From 2007 onwards, the scope of the course (along with that of Math 25) was changed to more strictly cover the contents of four semester-long courses in two semesters: Math 25a (linear algebra) and Math 122 (group theory) in Math 55a; and Math 25b (calculus, real analysis) and Math 113 (complex analysis) in Math 55b. The name was also changed to "Honors Abstract Algebra" (Math 55a) and "Honors Real and Complex Analysis" (Math 55b). Fluency in formulating and writing mathematical proofs is listed as a course prerequisite for Math 55, while such experience is considered "helpful" but not required for Math 25. In practice, students of Math 55 have usually had extensive experience in proof writing and abstract mathematics, with many being the past winners of prestigious national or international mathematical olympiads (such as USAMO or IMO). Typical students of Math 25 have also had previous exposure to proof writing through mathematical contests or university-level mathematics courses.
Problem sets are expected to take from 24 to 60 hours per week to complete, although some claim that it is closer to 20 hours. Many of those who are able to handle the workload and complete the course become professors in quantitative fields; alumni of Math 55 include Harvard mathematics professors Benedict Gross and Joe Harris as well as Harvard physics professor Lisa Randall, Harvard economics professors Andrei Shleifer and Eric Maskin, and Berkeley economics professor Brad DeLong. Contrary to a 2006 article in The Harvard Crimson which alleged that only 17 women completed the class between 1990 and 2006, 39 women completed 55a and 26 completed 55b. Math 25 has more women: in 1994–95, Math 55 had no women, while Math 25 had about 10 women in the 55-person course.
Demographics of students taking this course over the years have been used to study the causes of gender and race differences in the fields of mathematics and technology.

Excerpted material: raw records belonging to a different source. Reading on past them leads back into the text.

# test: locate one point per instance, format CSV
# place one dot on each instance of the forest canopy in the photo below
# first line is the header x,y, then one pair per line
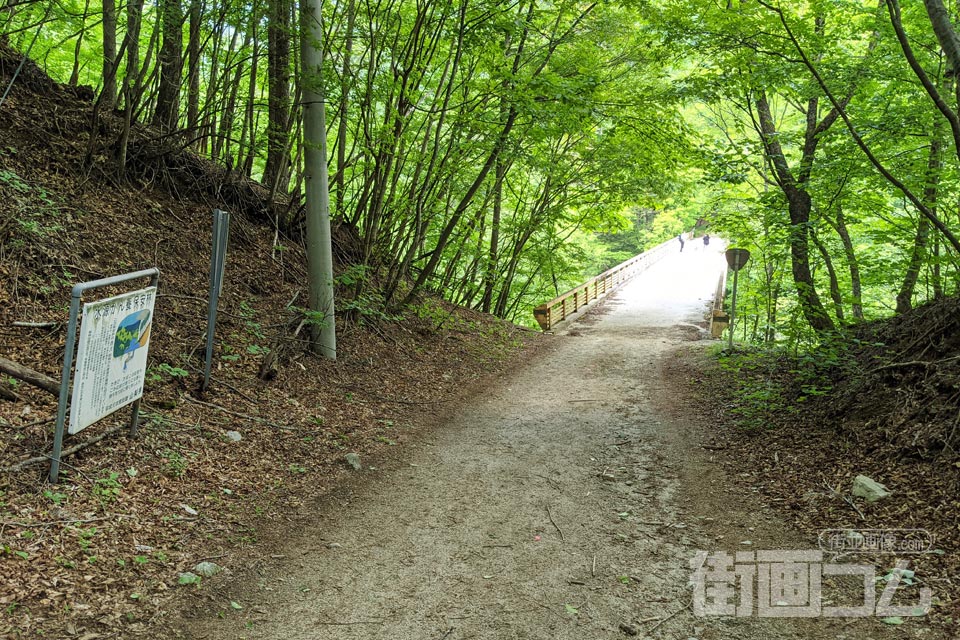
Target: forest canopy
x,y
500,152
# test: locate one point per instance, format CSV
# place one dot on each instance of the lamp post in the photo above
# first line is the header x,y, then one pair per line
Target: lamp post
x,y
736,259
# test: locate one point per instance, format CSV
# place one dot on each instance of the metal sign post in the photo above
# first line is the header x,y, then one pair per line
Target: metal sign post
x,y
218,259
96,394
736,259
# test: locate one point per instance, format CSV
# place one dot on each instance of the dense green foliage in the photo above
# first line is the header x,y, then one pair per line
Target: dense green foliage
x,y
501,151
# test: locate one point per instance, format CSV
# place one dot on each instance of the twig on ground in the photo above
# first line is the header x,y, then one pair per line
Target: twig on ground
x,y
36,423
50,523
380,399
63,454
236,414
850,502
681,609
556,526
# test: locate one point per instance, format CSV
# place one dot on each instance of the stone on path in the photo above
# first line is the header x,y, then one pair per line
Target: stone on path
x,y
869,489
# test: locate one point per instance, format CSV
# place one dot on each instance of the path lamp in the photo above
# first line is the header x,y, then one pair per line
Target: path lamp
x,y
736,258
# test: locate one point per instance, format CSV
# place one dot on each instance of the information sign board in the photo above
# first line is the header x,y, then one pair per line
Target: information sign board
x,y
111,356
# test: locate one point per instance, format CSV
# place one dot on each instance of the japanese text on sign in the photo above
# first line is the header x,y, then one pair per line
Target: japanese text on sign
x,y
112,356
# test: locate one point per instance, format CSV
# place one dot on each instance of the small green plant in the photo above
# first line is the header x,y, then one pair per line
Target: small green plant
x,y
108,487
54,496
174,463
86,537
164,370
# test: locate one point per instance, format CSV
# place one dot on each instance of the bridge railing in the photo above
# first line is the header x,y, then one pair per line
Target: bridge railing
x,y
718,317
566,304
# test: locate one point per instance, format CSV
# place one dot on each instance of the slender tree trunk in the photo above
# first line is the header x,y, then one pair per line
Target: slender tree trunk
x,y
167,112
799,205
224,140
75,72
109,53
490,273
318,241
835,293
132,74
278,97
193,69
937,280
246,145
342,121
930,190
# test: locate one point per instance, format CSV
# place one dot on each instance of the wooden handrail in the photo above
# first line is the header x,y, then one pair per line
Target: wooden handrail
x,y
718,317
550,313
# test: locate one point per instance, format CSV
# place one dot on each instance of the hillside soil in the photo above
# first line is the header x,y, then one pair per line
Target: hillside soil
x,y
565,501
99,554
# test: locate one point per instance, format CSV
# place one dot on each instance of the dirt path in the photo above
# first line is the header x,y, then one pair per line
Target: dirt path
x,y
563,503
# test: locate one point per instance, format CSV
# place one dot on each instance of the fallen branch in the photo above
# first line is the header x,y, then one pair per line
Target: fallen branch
x,y
683,608
914,363
31,377
7,394
237,414
850,502
50,523
63,454
550,515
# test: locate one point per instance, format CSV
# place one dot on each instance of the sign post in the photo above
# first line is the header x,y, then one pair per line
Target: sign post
x,y
111,357
736,258
218,259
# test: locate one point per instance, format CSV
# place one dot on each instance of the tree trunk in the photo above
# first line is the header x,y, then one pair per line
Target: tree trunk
x,y
109,92
345,82
193,69
856,287
278,96
75,72
167,112
930,190
832,275
318,240
799,205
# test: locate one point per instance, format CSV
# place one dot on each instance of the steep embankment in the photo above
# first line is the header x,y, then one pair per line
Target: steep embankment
x,y
100,552
885,405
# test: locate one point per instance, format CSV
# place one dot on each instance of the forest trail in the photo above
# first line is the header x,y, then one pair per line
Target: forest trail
x,y
561,503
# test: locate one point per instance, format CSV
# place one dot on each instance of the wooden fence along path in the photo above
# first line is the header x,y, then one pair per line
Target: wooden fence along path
x,y
549,314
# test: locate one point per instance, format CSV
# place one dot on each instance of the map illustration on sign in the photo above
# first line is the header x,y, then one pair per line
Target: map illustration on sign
x,y
111,356
133,333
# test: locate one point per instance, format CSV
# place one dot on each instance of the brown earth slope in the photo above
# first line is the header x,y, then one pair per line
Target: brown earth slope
x,y
98,554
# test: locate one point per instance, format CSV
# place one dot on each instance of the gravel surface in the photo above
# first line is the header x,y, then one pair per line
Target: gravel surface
x,y
566,501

|2002–2003||Noam Elkies||55a, 55b|
|2005–2006||Noam Elkies||55a, 55b|
|2008–2009||Curtis T. McMullen||55a, 55b|
|2009–2010||Curtis T. McMullen||55a, 55b|
|2010–2011||Noam Elkies||55a, 55b|
|2020–2021||Denis Auroux||55a, 55b|
Math 55, along with several other high-level mathematics courses, was brought up by Dr. Spencer Reid in a 2015 episode of Criminal Minds entitled "Mr. Scratch." However, graduates of the class are not forced to join the NSA, as the show states.